Current import flow:

1. Create `critical_table`, `critical_group`, `critical_column`, and `critical_roll_band` from each PDF's visible axes.
2. Store each base cell in `critical_result` with base raw/description/affix text.
3. Split explicit conditional branches into `critical_branch`.
4. Parse symbolic affixes for both the base result and any branch affix payloads into `critical_effect`.
5. Return the base result plus ordered branches and parsed affix effects through the web critical lookup.
6. Gradually enrich prose-derived effects such as death, blindness, paralysis, limb loss, initiative changes, and item breakage.
7. Route image PDFs like `Void.pdf` through OCR before the same parser.

The important design decision is: never throw away the original text. The prose is too irregular to rely on normalized fields alone.
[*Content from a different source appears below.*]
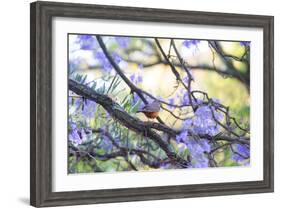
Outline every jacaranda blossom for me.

## Manual curation workflow

Because the import path depends on OCR, PDF XML extraction, and heuristics, the web app now treats manual repair as a first-class capability instead of an out-of-band database operation.

Current curation flow:

1. Browse a table on the `/tables` page.
2. Hover a populated cell to identify editable entries.
3. Open the popup editor for that cell.
4. Edit the entire `critical_result` graph:
   - base raw cell text
   - curated prose / description
   - raw affix text
   - parse status
   - parsed JSON
   - nested `critical_branch` rows
   - nested `critical_effect` rows for both the base result and branches
5. Save the result back through the API.

The corresponding API endpoints are:

- `GET /api/tables/critical/{slug}/cells/{resultId}`
- `PUT /api/tables/critical/{slug}/cells/{resultId}`

The save operation replaces the stored branches and effects for that cell with the submitted payload. That keeps manual edits deterministic and avoids trying to reconcile partial child-row diffs against importer-generated data.